The same proposition is maintained in Blood v. Blood, 23 Pickering, 80; Walmarth Bridges, 113 Mass. 407; Dunham v. Osborn, 1 Paige, 633; Safford v. Safford, 7 Paige, 259; Leach v. Leach, 21 Hun. 381; Durango v. Durango, 23 N. Y. 331; Kado v. Souber, 16 Abb. Pr., N. S. 287; Houston v. Smith, 88 N. C. 311; Jackson v. Jacob, 11 Bush, K. B. 646.
In Apple et al. v. Apple et al., 1 Head (Tenn.) 348, it was held “actual seisin not necessary, seisin in law sufficient; but the freehold and the inheritance must be consolidated in the husband during the marriage to render the wife dowable.” And where the remainder man, vested during coverture of one hundred and fifty acres, died during the being of the life tenant, his widow was not entitled to dower, because the husband was not seized of the estate during the term of the life tenant.
In Watkins v. Thornton, 11 Ohio St. 367, it was held that a right of curtesy estate did not exist where the wife held a vested remainder, subject to a life estate undetermined during the coverture.
In Wood v. Phillips et al., 2 C. C. 136, the court held that under the same statute a widow is not dowable in the lands of which her husband had but a vested remainder in fee at the time of his death, and in which the freehold estate had not then terminated.
Was the perpetual leasehold estate an estate of inheritance within the meaning of the dower act? The question has been answered in the negative by the Superior Oourt (Judge O’Conner), in Abbott v. Bosworth, 2 Bull. 92 (affirmed on other grounds in 36 Ohio St. 605; and in Campmann v. Schaaf, 7 Bull. 159, by the District Court of Hamilton county, where it was held that' the wife need not join her husband in his-deed of a perpetual leasehold estate in order' to pass a good title to the grantee, for' that she would not have dower therein. The rule of law and the reasons given therefor in these cases stand unreversed. Our Supreme Court has never decided this question. It is true general terms were used by the judge in Loving v. Melindy et al., 11 Ohio, 355, implying that for all purposes permanent leasehold estates were to be treated in Ohio as estates in fee-simple; but this is conceded to be obiter dictum, and is disavowed in Lessee of Boyd v. Talbot, 12 Ohio. 212, and in Bank v Roosa et al., 13 Ohio, 361. See also Taylor v. De Buss, 31 Ohio St. 468.

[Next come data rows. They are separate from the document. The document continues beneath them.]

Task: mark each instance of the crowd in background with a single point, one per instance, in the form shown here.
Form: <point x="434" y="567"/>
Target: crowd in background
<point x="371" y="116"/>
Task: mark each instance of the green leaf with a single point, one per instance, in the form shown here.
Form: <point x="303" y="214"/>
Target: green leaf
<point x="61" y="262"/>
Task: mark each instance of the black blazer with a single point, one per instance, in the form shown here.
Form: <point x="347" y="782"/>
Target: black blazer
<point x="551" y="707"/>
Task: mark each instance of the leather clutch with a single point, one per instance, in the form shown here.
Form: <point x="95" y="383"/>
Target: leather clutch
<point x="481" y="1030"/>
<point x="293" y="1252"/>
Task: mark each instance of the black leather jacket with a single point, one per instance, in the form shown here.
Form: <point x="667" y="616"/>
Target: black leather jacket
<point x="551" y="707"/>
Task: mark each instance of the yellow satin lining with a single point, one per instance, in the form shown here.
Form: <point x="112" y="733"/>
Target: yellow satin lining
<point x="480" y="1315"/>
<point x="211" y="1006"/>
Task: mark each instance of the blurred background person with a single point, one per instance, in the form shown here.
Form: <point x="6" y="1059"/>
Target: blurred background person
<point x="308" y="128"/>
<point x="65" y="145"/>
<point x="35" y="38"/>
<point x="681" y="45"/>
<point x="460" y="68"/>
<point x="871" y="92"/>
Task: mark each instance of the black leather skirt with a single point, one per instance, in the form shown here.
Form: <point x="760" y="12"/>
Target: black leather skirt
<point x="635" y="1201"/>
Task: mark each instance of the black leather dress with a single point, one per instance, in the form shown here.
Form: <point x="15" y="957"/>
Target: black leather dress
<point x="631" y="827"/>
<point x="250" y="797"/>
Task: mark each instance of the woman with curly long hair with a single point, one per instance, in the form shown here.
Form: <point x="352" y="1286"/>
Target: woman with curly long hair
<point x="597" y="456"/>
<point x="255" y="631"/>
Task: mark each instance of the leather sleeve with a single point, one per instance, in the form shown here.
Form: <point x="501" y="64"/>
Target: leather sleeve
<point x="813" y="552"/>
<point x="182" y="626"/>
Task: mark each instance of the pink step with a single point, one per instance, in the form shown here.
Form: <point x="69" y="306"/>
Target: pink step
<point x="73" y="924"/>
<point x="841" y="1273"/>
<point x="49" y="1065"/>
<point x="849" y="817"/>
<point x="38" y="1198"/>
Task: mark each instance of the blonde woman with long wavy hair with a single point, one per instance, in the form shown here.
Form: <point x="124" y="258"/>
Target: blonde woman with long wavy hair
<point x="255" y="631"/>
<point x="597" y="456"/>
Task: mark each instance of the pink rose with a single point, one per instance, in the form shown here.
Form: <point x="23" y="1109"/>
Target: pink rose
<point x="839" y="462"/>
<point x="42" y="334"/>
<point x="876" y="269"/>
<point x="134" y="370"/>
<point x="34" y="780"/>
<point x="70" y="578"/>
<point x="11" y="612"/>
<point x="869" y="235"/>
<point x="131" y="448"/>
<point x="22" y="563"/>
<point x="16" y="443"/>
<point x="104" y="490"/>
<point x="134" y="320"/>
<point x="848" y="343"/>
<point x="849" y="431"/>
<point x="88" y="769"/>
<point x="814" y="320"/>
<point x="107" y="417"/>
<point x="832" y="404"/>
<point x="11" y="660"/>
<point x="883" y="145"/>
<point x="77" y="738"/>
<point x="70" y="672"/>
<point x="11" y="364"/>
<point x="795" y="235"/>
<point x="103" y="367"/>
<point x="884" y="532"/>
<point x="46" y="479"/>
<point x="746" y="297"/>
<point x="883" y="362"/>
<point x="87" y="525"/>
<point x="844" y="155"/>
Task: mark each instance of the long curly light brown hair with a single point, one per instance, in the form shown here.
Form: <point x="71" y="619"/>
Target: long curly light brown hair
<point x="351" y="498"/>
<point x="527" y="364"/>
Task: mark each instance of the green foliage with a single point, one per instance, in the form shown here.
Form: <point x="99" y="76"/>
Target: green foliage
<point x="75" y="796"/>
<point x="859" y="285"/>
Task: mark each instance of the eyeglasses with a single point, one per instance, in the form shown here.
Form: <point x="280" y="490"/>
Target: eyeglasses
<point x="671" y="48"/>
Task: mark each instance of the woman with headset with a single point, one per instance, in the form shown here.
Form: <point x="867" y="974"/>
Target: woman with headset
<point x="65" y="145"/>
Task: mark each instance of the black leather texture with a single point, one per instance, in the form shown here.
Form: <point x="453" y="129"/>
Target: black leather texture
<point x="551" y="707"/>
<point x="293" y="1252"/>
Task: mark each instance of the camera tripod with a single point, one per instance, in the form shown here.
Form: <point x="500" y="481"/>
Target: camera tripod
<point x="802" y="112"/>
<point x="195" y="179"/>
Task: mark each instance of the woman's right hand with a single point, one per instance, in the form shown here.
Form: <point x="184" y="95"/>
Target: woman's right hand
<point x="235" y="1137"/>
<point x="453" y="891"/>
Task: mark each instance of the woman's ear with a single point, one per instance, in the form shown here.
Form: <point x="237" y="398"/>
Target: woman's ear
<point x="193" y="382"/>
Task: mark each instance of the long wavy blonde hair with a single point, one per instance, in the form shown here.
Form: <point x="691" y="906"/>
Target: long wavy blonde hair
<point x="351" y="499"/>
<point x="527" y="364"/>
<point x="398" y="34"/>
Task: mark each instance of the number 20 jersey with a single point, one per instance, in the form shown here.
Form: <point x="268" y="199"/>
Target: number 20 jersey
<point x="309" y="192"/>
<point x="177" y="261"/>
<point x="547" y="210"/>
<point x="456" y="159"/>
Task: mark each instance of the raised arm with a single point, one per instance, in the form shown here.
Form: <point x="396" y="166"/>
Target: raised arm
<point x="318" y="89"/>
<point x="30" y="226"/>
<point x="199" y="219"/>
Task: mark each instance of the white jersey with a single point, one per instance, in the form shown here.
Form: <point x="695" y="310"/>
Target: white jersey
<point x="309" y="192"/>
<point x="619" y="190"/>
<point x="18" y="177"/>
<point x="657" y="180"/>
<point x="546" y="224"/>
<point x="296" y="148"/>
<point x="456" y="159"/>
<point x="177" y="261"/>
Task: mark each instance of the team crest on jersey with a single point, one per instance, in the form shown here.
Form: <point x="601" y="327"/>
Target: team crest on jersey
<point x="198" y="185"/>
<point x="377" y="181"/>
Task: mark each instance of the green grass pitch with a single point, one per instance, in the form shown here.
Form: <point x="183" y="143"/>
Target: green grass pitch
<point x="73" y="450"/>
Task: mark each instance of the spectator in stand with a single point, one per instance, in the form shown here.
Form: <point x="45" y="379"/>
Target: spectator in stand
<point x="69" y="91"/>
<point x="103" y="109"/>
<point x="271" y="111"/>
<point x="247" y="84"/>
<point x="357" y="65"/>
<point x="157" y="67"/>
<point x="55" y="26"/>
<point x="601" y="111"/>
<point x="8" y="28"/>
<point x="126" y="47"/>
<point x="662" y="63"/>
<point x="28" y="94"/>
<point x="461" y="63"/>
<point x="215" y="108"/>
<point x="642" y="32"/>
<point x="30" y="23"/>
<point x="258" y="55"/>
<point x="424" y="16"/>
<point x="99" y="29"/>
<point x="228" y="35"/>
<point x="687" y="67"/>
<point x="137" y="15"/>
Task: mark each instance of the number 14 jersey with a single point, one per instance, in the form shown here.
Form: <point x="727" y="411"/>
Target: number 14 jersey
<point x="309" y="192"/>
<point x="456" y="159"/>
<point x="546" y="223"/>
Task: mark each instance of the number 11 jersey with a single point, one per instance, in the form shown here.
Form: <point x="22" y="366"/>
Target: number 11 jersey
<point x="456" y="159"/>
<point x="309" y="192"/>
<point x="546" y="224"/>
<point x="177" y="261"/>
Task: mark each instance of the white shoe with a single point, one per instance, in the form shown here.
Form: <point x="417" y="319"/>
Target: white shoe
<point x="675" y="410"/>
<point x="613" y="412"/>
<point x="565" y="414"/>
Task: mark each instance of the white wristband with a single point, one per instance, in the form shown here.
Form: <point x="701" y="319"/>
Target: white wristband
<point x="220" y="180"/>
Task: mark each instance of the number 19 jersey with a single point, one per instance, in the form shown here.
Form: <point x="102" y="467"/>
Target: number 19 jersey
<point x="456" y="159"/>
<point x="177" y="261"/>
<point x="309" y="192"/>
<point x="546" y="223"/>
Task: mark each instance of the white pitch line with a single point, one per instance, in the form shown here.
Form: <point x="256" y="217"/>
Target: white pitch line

This case especially declares that sec. 5374, etc., Revised Statutes (the act of 1821),mak-ing perpetual leaseholds subject to judgment lien and execution the same as real estate, and section 4181, Revised Statutes (act of 1837), making them subject to the same laws of descent and distribution as estates in fee, are exceptions to the common law rule treating all leaseholds as chattels.
For these reasons the judgment must be for the defendant, and this cause dismissed at plaintiff’s costs.